It's two fold. Amazon bandwidth is, I assume, premium tier 1. Where as ovh and scaleway are probably lower tier. Lower tier bandwidth is dirt cheap, like below $0.25 per mbps.
Edit: 3 things, it's also shared among a lot of users that don't use what they can. For everyone using 100mbps there's probably 20 who use less then 1mbps.
OVH has a pretty solid network and are very transparent about peering and utilization.[1] The network is definitely much smaller than Amazon, but never had any problems with their peering, the network seems to have ample capacity (whereas Hetzner had less reliable peering). I have several servers in the OVH network in Europe and I get consistently high speeds for Europe&US, independent of the time I test (don't have much traffic from Asia so can't really test that).
They will offer you better peering if you pay extra, but even then you're paying much less than at AWS for high traffic.

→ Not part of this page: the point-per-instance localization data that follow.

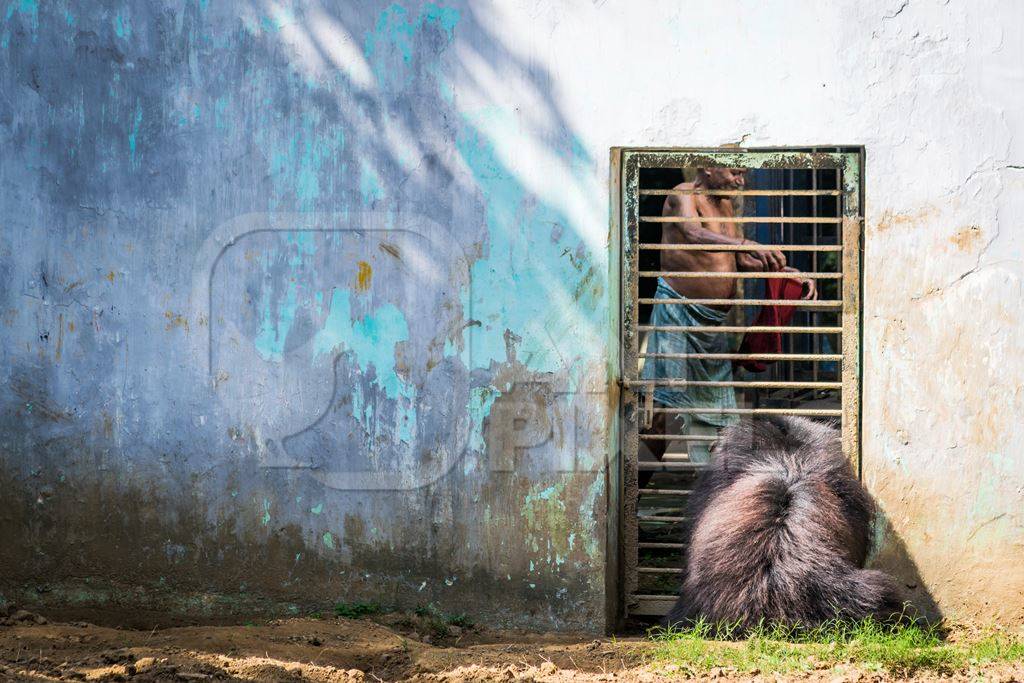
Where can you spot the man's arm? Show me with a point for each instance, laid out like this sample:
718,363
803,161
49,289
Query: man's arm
693,232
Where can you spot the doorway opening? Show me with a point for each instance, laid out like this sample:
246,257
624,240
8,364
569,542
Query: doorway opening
740,298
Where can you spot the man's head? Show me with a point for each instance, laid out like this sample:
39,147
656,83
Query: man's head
723,178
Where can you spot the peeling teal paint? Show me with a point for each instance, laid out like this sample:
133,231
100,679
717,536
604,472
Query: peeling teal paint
133,135
445,17
371,341
297,163
526,264
394,33
480,401
122,27
275,325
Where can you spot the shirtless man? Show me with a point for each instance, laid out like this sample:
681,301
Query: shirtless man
704,370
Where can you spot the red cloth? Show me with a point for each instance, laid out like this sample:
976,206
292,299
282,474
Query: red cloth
770,342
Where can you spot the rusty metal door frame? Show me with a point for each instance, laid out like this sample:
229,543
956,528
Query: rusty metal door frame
623,467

I suspect that AWS makes most profit with bandwidth while other services run with a very low margin.
Right. We have a 3EUR a month VPS serving as a backup server, it is a MySQL slave, doing a snapshot regularly and sending the snapshot off to a storage VPS. It certainly doesn't use 1mbps except when it rsyncs to the storage.
Edit: 3 things, it's also shared among a lot of users that don't use what they can. For everyone using 100mbps there's probably 20 who use less then 1mbps.